先日、チェコ人の生徒さんとのオンラインレッスンの終わり際のこと。

私「今日は終わりにしましょう。ありがとうございました。」
生徒さん「はい。ありがとうございました。」
私「じゃあ、また来週ですね。」
生徒さん「はい、そうですね。こんばんは。」(ブチッ)
私「・・・ん?」

17時終わりの授業だったので、おそらく生徒さんは「Have a good evening!」の意味で使われたのかと思いますが、これは間違った日本語ですよね。この時は修正する間もなく去ってしまったので、そのまま授業を終えてしまいました。

言われてみれば、「Good evening」を欧州の人はよく使います。直訳すると確かに「こんばんは」なのですが、「Good evening」は、別れ際にもよく使うので、ちょっと不自然です。

生徒さんの意図したこととしては、「良い夕方をお過ごしください。」とか「素敵なアフターファイブを。」のニュアンスだと思います。これが私の考える「Good evening」の意訳です。でも、日本ではあえてこんな挨拶はしないですよね。その理由を考えてみました。

日本では夕方を楽しむという概念が薄い?

日本に住んでいた時は、バリバリOLをしており、仕事も20時に終われば良い方でした。コロナ前は22時に会社を出ることも普通だったので、アフターファイブを楽しむという概念は新卒の数ヶ月ですっかり消え去っていました。

学生時代は、夕方は部活に勤しむ時間。夕陽を見ながら今日も頑張ったなぁと、校庭をトンボがけしたり、体育館に差し込む光を背負いながらボールをしまったりで、下校時にはすでに暗くなり、そのまま塾に行き、帰宅時にはすっかり夜になっている、というのがほとんどでした。

そう、私にとって「夕方」なんてものは、仕事や勉強をしている間に気づいたら消えて無くなっているものという存在なのです。

去年まで会社員をしていた(家族大好き)父も、夕方に家に帰れるなんてことはありませんでした。仕事して、たまに同僚と飲んで、21時ごろに帰ってくるというのが当たり前でした。

主婦/主夫の方であっても、夕方は夕飯を作ったり、子供の送り迎えに行ったり、スーパーに買い物に行ったりと、1日の中でも忙しい時間帯だと思います。

仕事、家事、勉強と、日本での生活はただただ慌ただしいので、多くの方に共感してもらえるのではないでしょうか。

欧州の夕方の過ごし方

そもそも残業の概念が弱い欧州では、17時に仕事が終わり、18時前に帰宅するのが一般的です。だから、彼らには「夕方」が存在するんですよね。会社の人と飲みに行くこともほぼないので、家に帰ったら家族やパートナーとの時間を楽しむんだそうです。オランダ人の生徒さん(30代後半・男性)は、仕事は10時から17時まで、週休3日で日曜日はとにかく休む。平日は1歳になる娘と妻と夕飯を食べ、ゆっくり時間を過ごして22時には寝る、とのことでした。

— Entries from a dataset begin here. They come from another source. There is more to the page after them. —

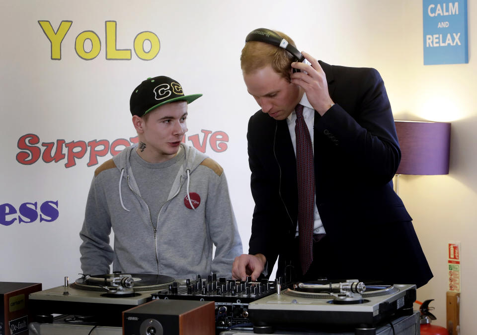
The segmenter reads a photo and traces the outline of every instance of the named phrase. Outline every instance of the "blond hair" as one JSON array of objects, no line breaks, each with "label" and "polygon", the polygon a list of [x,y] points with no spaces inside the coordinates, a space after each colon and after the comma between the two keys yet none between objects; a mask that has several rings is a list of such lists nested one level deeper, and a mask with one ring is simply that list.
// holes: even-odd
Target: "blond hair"
[{"label": "blond hair", "polygon": [[[287,35],[280,31],[273,31],[295,47],[293,40]],[[240,67],[244,74],[251,73],[270,65],[274,71],[289,81],[291,64],[295,61],[293,55],[284,49],[256,41],[245,43],[240,56]]]}]

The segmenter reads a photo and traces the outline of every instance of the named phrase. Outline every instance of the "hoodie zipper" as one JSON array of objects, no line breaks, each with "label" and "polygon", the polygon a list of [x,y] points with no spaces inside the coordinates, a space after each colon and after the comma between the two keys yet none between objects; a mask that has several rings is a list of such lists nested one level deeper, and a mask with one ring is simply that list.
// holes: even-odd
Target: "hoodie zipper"
[{"label": "hoodie zipper", "polygon": [[144,203],[146,204],[146,207],[148,209],[148,212],[149,213],[149,223],[151,223],[151,226],[152,227],[153,230],[154,231],[154,245],[155,249],[156,250],[156,263],[157,266],[158,274],[160,274],[159,273],[159,251],[158,250],[158,226],[159,225],[159,217],[160,216],[160,213],[162,211],[164,206],[165,206],[167,202],[175,198],[177,195],[179,194],[179,192],[180,192],[180,189],[182,187],[182,176],[181,175],[179,178],[179,188],[177,189],[177,191],[176,192],[175,194],[172,196],[172,197],[170,199],[167,200],[167,201],[164,202],[164,203],[162,204],[162,205],[161,206],[160,208],[159,209],[159,214],[158,214],[158,220],[156,221],[156,227],[154,227],[154,225],[153,224],[153,220],[151,215],[151,210],[149,209],[149,206],[148,205],[148,203],[146,202],[146,201],[144,200],[142,197],[135,192],[131,187],[131,185],[129,184],[129,175],[128,175],[127,176],[127,179],[128,187],[129,188],[129,189],[131,190],[131,191],[133,193],[138,196],[144,202]]},{"label": "hoodie zipper", "polygon": [[[148,209],[148,213],[149,213],[149,223],[151,223],[151,226],[153,228],[153,230],[154,231],[154,242],[156,245],[156,264],[158,270],[158,274],[159,274],[159,258],[158,256],[158,229],[157,227],[155,227],[154,225],[153,224],[153,220],[151,217],[151,210],[149,209],[149,206],[148,205],[148,203],[146,202],[146,201],[142,197],[138,194],[136,192],[133,190],[133,188],[131,187],[131,184],[129,184],[129,175],[127,176],[128,178],[128,187],[129,188],[129,189],[131,190],[131,192],[136,195],[141,200],[144,201],[144,204],[146,205],[146,207]],[[162,207],[161,207],[162,209]]]}]

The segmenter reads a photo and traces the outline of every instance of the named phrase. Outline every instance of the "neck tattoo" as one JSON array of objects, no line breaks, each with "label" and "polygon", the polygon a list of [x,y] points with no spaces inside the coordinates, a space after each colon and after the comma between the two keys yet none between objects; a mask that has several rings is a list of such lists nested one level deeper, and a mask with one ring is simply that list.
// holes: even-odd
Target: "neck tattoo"
[{"label": "neck tattoo", "polygon": [[[139,144],[138,145],[138,149],[140,150],[141,152],[144,151],[144,149],[146,149],[146,143],[140,141]],[[136,150],[137,150],[137,149]]]}]

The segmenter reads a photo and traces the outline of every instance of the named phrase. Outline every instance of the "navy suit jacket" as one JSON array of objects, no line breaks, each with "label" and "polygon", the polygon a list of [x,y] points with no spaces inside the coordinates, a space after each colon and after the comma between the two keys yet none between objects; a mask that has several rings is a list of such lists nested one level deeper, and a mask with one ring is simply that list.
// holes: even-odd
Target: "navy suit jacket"
[{"label": "navy suit jacket", "polygon": [[[315,111],[314,138],[317,206],[332,246],[323,257],[336,265],[328,276],[423,285],[432,275],[393,190],[400,151],[383,80],[373,68],[320,64],[335,102],[322,117]],[[265,255],[269,273],[279,257],[281,275],[298,252],[290,248],[298,203],[287,121],[259,110],[247,138],[255,204],[249,253]]]}]

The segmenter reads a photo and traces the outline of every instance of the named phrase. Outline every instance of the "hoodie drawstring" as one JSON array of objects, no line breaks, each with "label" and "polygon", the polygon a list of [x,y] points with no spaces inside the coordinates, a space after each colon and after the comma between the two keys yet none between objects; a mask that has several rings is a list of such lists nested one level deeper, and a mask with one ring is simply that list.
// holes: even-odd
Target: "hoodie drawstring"
[{"label": "hoodie drawstring", "polygon": [[119,201],[121,202],[121,205],[124,209],[127,210],[128,212],[130,212],[128,208],[126,208],[124,206],[124,204],[123,203],[123,196],[121,194],[121,181],[123,179],[123,175],[124,174],[124,168],[123,168],[121,169],[121,177],[119,177]]},{"label": "hoodie drawstring", "polygon": [[189,194],[189,181],[190,180],[190,175],[189,174],[189,172],[190,170],[187,169],[186,171],[187,172],[187,200],[189,201],[189,204],[190,205],[190,206],[192,207],[192,209],[195,211],[195,207],[194,207],[194,205],[192,204],[192,201],[190,201],[190,195]]}]

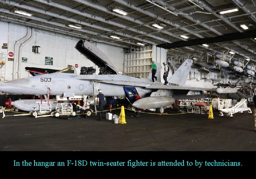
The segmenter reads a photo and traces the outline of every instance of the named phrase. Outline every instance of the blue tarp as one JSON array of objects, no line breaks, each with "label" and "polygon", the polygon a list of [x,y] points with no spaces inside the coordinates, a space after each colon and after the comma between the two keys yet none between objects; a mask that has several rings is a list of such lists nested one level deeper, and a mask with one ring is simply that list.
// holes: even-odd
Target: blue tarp
[{"label": "blue tarp", "polygon": [[128,99],[132,103],[133,103],[135,101],[136,98],[135,94],[137,92],[137,90],[134,87],[124,87],[125,94]]}]

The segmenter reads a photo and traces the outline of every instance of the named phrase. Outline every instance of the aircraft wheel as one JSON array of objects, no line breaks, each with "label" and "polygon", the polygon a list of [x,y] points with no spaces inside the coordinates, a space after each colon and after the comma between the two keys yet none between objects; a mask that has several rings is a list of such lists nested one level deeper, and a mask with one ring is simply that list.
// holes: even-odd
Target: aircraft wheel
[{"label": "aircraft wheel", "polygon": [[55,113],[55,116],[56,117],[58,117],[60,116],[60,113],[58,112],[56,112]]},{"label": "aircraft wheel", "polygon": [[156,110],[157,113],[163,114],[165,112],[165,108],[164,107],[159,107],[156,109]]},{"label": "aircraft wheel", "polygon": [[89,116],[91,115],[91,111],[90,109],[86,109],[85,110],[85,112],[86,112],[86,115],[88,116]]},{"label": "aircraft wheel", "polygon": [[36,116],[36,114],[37,114],[37,113],[36,111],[34,111],[33,112],[33,113],[32,113],[32,115],[33,115],[33,116],[34,117]]}]

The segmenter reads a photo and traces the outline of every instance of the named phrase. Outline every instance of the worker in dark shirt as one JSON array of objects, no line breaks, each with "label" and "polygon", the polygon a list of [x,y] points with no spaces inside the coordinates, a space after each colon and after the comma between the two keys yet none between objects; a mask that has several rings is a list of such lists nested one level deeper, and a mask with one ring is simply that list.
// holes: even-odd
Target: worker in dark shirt
[{"label": "worker in dark shirt", "polygon": [[98,121],[101,120],[101,112],[104,109],[105,105],[105,97],[104,94],[102,93],[102,90],[99,89],[98,90],[98,94],[97,95],[97,101],[99,104],[99,107],[98,109],[98,112],[99,113],[99,118]]},{"label": "worker in dark shirt", "polygon": [[254,127],[255,127],[255,132],[256,132],[256,94],[253,96],[253,117],[254,118]]}]

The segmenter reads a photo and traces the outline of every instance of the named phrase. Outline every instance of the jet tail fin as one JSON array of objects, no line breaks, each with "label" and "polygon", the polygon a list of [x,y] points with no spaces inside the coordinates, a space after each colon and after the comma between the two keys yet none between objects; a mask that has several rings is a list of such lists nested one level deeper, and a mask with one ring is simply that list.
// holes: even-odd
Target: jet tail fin
[{"label": "jet tail fin", "polygon": [[183,86],[187,81],[193,61],[187,59],[168,80],[172,85]]}]

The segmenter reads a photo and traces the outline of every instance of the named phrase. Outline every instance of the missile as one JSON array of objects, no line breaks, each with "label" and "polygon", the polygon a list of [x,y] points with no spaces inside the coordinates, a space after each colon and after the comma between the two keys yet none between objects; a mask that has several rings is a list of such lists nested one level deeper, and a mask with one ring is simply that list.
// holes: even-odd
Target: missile
[{"label": "missile", "polygon": [[138,109],[152,109],[169,106],[175,101],[175,99],[171,96],[148,97],[138,99],[132,105]]},{"label": "missile", "polygon": [[[52,110],[55,110],[57,106],[57,103],[53,102],[55,101],[56,101],[56,99],[49,100]],[[40,109],[39,103],[41,103],[41,99],[18,99],[12,101],[11,99],[9,99],[5,103],[5,104],[9,108],[11,108],[12,105],[22,111],[31,111],[35,110],[37,111],[39,111]],[[47,105],[47,101],[46,99],[43,99],[42,103],[42,105],[43,105],[42,107],[45,109],[45,105]],[[34,109],[34,107],[36,108]]]},{"label": "missile", "polygon": [[231,88],[229,87],[226,88],[218,88],[216,90],[218,93],[235,93],[237,92],[235,88]]}]

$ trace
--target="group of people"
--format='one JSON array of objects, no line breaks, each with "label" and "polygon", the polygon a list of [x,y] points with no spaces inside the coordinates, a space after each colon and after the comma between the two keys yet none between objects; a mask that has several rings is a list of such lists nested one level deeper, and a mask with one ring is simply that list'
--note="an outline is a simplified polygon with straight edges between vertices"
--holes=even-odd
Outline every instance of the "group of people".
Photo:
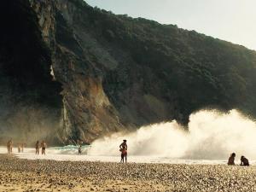
[{"label": "group of people", "polygon": [[[41,143],[39,143],[39,141],[37,141],[36,154],[39,154],[40,148],[42,148],[42,154],[45,154],[46,147],[47,147],[47,145],[44,141],[42,141]],[[12,150],[13,150],[13,142],[11,139],[9,140],[7,143],[7,148],[8,148],[8,154],[11,154]],[[24,143],[22,143],[21,145],[19,145],[18,152],[19,153],[23,152],[23,148],[24,148]],[[125,140],[123,140],[123,143],[119,145],[119,151],[121,152],[121,161],[120,162],[122,162],[122,163],[125,163],[125,163],[127,162],[127,150],[128,150],[127,141],[125,139]],[[79,154],[82,154],[82,145],[80,144],[79,147]],[[228,160],[229,166],[235,166],[235,158],[236,158],[236,154],[232,153]],[[249,166],[249,160],[243,155],[241,156],[240,166]]]},{"label": "group of people", "polygon": [[[13,145],[14,145],[14,143],[13,143],[12,139],[10,139],[7,142],[7,151],[8,151],[9,154],[11,154],[13,153]],[[24,143],[18,145],[18,153],[23,153],[24,146],[25,146]]]},{"label": "group of people", "polygon": [[44,141],[42,141],[41,143],[39,143],[39,141],[37,141],[37,143],[36,143],[36,154],[39,154],[40,148],[42,148],[42,154],[45,154],[46,147],[47,147],[47,144]]},{"label": "group of people", "polygon": [[[236,154],[232,153],[230,154],[230,157],[229,158],[228,160],[228,165],[229,166],[235,166],[235,158],[236,158]],[[240,166],[248,166],[249,165],[249,160],[245,157],[245,156],[241,156],[241,163]]]}]

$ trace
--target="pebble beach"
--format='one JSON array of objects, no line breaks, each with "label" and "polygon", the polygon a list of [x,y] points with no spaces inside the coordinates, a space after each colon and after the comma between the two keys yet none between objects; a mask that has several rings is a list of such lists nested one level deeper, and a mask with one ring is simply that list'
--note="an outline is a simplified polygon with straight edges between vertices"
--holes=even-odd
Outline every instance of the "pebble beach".
[{"label": "pebble beach", "polygon": [[255,166],[20,160],[0,155],[0,191],[256,191]]}]

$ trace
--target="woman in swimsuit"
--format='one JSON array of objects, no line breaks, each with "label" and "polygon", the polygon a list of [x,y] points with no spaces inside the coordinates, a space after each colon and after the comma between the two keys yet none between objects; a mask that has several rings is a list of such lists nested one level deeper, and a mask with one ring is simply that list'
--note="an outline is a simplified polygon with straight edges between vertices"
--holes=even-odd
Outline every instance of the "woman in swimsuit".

これを聞いたとき、欧州ではそもそも「良いevening」にするための工夫が個々人の中で施されているな、と思いました。例えば前述した、会社の人とはあまり飲みに行かないというのもそうですし、ドイツでは、Kaltes Essen(冷たい食事)と言って、パンにチーズやジャムを載せるなど、夕飯は火を使わないもので済ますというのが常識だそうです。

「夕方」にもっと注目してみようと思った。

仕事は17時に終わり、付き合いの飲み会もない。夕飯は、魂詰めて作らなくていい。そんな環境だったら、寝るまでの7時間の存在は確かに大きなものです。

日本人の私としては、温かい食事を家族で囲んでこそいい1日の締めくくりになると思えてならないのですが、たまには「冷たい食事」にして家事の負担を削減し、家族でゆっくり過ごすという考えを見習ってもいいのでは、と思いました。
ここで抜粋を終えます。